Plan how to transfer the installation files
In order to complete a standard installation, you need a mechanism through which to download, verify, and extract the necessary installation files. If downloading files is impossible in your network, you need to brainstorm and prepare an alternate method to transfer the necessary installation files to the nodes on which you are installing Automation Config and its dependencies.
You will need to transfer the files to the node(s) involved in the installation process. Place the files in the root folder. For a standard installation, transfer the files to the Salt master from which you are running the installation orchestration.
Plan how to manage upgrades
Automation Config and its dependencies (Salt, PostgreSQL, etc.) release regular updates with enhanced features and security updates. In order to take advantage of these updates, you need to plan to check for updates and install upgrades whenever they are available.

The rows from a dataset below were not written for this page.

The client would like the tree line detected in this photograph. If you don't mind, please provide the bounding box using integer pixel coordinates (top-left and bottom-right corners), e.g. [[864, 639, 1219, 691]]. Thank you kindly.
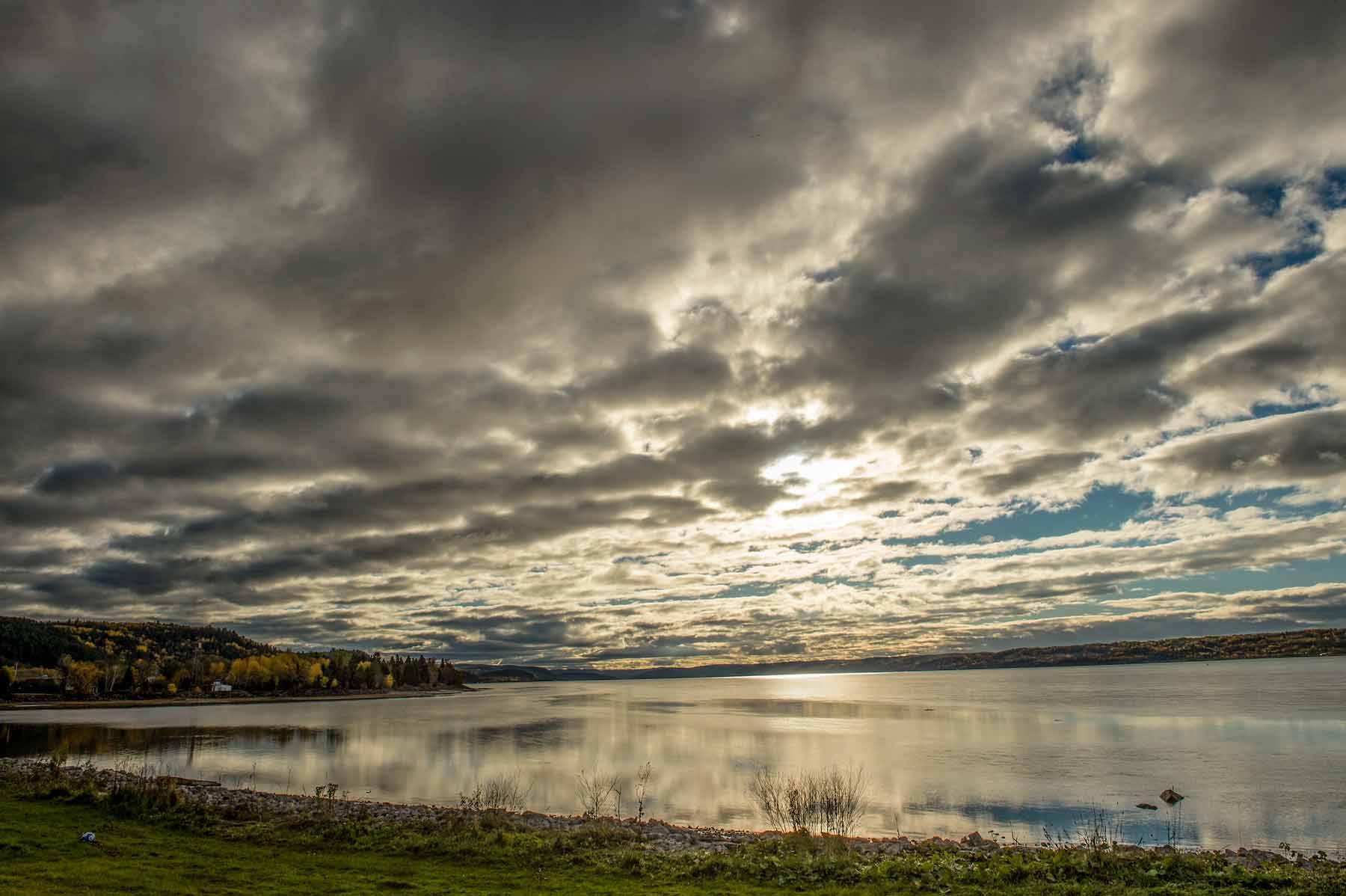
[[0, 619, 463, 697]]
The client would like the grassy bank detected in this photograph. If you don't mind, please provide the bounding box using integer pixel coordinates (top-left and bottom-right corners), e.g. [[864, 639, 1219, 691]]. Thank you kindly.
[[0, 685, 476, 712], [0, 758, 1346, 896]]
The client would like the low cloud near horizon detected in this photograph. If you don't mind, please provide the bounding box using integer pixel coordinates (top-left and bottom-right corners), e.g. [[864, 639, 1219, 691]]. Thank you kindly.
[[0, 0, 1346, 666]]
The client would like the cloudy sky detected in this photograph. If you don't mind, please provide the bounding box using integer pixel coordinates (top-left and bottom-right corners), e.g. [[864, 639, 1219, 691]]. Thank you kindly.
[[0, 0, 1346, 665]]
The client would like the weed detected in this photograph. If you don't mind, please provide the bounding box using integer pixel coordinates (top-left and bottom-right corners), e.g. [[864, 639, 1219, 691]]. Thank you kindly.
[[575, 770, 618, 818], [749, 766, 868, 835]]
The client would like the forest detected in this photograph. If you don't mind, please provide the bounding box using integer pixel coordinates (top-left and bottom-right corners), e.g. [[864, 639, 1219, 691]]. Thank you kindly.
[[0, 618, 463, 699]]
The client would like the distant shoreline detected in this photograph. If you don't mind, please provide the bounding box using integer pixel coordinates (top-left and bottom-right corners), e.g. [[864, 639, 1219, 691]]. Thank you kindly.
[[0, 685, 476, 712]]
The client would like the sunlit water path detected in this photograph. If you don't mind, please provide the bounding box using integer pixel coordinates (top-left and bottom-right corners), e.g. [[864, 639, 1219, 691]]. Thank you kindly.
[[0, 657, 1346, 853]]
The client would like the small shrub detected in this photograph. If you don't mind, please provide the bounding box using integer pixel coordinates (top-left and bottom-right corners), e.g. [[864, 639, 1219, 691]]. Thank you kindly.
[[575, 771, 616, 818], [749, 766, 868, 837], [458, 771, 533, 812]]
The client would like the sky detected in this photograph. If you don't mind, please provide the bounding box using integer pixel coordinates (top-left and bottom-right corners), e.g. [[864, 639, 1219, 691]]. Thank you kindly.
[[0, 0, 1346, 666]]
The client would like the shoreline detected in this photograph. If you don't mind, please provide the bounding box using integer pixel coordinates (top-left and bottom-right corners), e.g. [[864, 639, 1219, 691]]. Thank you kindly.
[[0, 685, 478, 712], [0, 758, 1330, 869]]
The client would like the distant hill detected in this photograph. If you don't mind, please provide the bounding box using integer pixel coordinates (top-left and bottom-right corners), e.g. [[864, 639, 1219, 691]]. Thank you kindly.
[[446, 628, 1346, 682], [604, 628, 1346, 678], [0, 616, 463, 701], [0, 616, 274, 666]]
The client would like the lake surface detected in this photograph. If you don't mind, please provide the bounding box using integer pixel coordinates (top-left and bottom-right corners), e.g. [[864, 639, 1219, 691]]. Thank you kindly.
[[0, 657, 1346, 854]]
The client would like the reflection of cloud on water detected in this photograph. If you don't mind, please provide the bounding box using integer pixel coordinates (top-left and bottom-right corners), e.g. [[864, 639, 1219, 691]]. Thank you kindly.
[[465, 719, 584, 751], [902, 795, 1208, 846], [0, 722, 346, 758], [0, 660, 1346, 850]]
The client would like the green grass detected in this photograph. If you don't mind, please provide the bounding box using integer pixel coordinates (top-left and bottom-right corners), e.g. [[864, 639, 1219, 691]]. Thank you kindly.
[[0, 783, 1346, 896]]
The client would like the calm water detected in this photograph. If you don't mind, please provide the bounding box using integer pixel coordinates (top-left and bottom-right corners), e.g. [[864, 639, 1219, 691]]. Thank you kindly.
[[0, 657, 1346, 853]]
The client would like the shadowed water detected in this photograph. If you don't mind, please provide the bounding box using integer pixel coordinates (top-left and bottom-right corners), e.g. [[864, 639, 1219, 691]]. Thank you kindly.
[[0, 657, 1346, 854]]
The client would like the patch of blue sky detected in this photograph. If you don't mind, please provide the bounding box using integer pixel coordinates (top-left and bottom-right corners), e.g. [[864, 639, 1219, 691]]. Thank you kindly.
[[1112, 553, 1346, 600], [1184, 485, 1343, 519], [1055, 137, 1098, 165], [1230, 180, 1285, 218], [1315, 168, 1346, 209]]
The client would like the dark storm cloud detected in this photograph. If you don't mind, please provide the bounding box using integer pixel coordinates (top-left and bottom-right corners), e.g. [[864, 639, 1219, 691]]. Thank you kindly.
[[0, 0, 1346, 662]]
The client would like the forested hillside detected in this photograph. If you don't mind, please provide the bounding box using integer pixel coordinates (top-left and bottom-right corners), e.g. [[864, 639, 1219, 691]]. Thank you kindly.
[[0, 618, 463, 697]]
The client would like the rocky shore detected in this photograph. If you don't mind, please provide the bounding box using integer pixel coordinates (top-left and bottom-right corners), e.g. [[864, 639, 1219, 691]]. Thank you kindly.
[[0, 759, 1324, 869]]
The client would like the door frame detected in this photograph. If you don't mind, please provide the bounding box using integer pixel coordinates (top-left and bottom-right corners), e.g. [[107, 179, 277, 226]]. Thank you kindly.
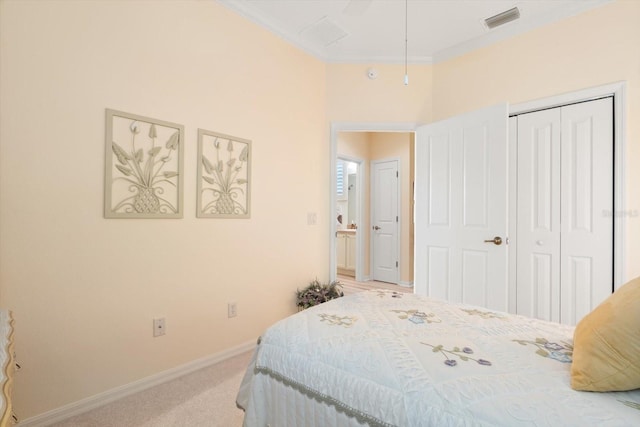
[[509, 82, 634, 311], [368, 157, 402, 285], [338, 154, 364, 282], [328, 122, 418, 281]]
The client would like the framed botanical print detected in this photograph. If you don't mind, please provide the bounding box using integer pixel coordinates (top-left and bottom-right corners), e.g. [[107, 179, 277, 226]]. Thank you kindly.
[[196, 129, 251, 218], [104, 109, 184, 218]]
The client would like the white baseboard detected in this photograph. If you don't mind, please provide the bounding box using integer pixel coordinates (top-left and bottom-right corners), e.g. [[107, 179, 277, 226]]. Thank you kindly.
[[18, 340, 256, 427]]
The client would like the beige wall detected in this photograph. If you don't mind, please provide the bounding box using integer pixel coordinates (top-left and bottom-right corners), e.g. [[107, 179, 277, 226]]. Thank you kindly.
[[0, 0, 329, 419], [433, 0, 640, 279], [326, 64, 433, 123]]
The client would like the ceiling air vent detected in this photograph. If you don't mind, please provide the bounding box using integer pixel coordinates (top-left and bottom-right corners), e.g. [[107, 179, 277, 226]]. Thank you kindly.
[[484, 7, 520, 29]]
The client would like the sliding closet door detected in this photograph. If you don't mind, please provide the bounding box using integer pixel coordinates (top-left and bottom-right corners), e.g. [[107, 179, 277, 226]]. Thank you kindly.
[[516, 108, 560, 322], [512, 98, 613, 324], [560, 98, 613, 324]]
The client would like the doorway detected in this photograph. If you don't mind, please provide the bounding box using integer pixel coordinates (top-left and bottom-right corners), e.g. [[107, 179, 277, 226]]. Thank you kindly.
[[330, 123, 414, 287]]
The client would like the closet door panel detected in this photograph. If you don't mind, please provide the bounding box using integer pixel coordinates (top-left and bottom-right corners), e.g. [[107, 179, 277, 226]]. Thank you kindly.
[[516, 109, 560, 321], [560, 98, 613, 324]]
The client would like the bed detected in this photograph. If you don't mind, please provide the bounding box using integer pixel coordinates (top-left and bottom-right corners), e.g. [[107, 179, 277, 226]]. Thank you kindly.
[[237, 290, 640, 427]]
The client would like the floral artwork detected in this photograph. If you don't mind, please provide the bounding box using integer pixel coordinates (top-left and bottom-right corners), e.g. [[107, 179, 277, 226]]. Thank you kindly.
[[420, 342, 492, 367], [196, 129, 251, 218], [105, 109, 184, 218], [514, 338, 573, 363]]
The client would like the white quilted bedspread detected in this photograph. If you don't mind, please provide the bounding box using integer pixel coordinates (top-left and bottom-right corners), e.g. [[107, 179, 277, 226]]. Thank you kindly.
[[238, 291, 640, 427]]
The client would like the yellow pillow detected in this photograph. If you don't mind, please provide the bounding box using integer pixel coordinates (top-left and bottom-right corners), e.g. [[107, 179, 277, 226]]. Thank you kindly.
[[571, 277, 640, 391]]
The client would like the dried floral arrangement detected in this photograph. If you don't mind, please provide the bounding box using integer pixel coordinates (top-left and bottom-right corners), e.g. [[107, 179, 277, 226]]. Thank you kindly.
[[296, 279, 344, 310]]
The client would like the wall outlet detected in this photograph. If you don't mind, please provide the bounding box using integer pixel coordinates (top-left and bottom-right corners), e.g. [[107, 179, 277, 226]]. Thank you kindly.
[[153, 317, 166, 337], [227, 302, 238, 317], [307, 212, 318, 225]]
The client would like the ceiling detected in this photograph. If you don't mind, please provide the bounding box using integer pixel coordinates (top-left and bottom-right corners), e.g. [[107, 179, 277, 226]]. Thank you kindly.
[[218, 0, 611, 63]]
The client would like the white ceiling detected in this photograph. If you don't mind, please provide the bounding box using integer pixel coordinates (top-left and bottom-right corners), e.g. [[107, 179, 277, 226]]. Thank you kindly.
[[218, 0, 611, 63]]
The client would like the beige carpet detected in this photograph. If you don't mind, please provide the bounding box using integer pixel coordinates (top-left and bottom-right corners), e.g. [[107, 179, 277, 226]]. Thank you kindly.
[[49, 352, 252, 427], [48, 276, 413, 427]]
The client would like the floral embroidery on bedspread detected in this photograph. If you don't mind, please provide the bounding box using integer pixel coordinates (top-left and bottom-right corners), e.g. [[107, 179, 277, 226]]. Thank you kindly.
[[460, 308, 507, 320], [420, 342, 491, 366], [391, 309, 442, 324], [514, 338, 573, 363], [318, 313, 358, 328], [618, 399, 640, 411]]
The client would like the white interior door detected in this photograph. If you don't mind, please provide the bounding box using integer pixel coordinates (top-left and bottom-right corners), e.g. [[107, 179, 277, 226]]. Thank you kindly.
[[415, 104, 508, 311], [371, 160, 398, 283]]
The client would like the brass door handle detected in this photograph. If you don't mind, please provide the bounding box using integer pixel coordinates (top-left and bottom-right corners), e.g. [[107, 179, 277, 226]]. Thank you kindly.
[[484, 236, 502, 246]]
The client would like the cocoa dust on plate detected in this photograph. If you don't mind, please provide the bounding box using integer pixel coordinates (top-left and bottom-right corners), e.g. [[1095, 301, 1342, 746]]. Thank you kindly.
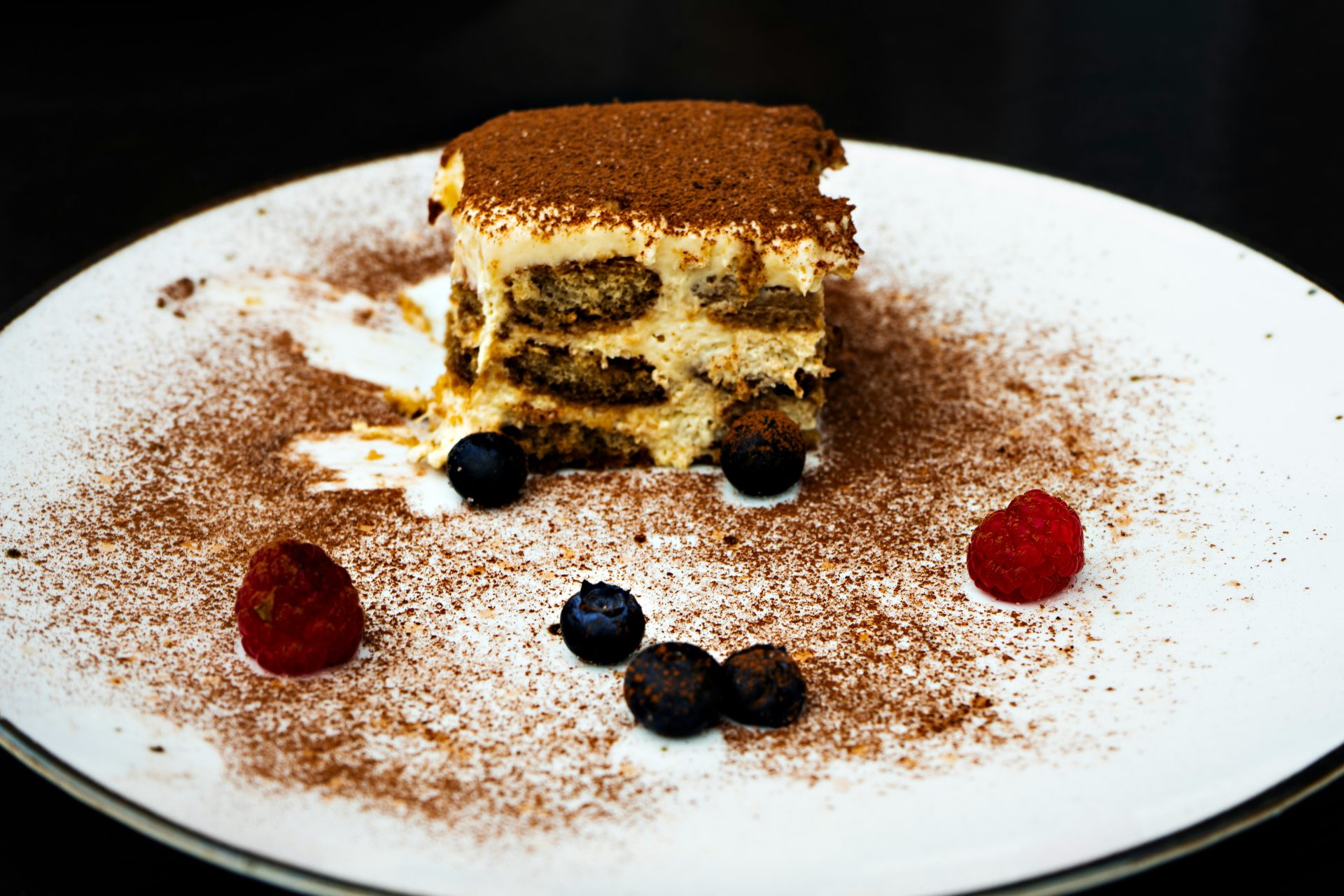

Plan how to update Automation for Secure Hosts libraries
If your organization has a Automation for Secure Hosts license, be aware that both Automation for Secure Hosts libraries release regular content updates with the latest compliance and vulnerability content. These content libraries are updated outside of the regular Automation Config release schedule.
Ideally, customers can automatically download and ingest security libraries over the Internet or through an http proxy as soon as they are updated. However, it is also possible to manually download and ingest these libraries. In order to take advantage of these updates, you need a plan to check for security content updates regularly, and develop a process to manually ingest this content when it is available.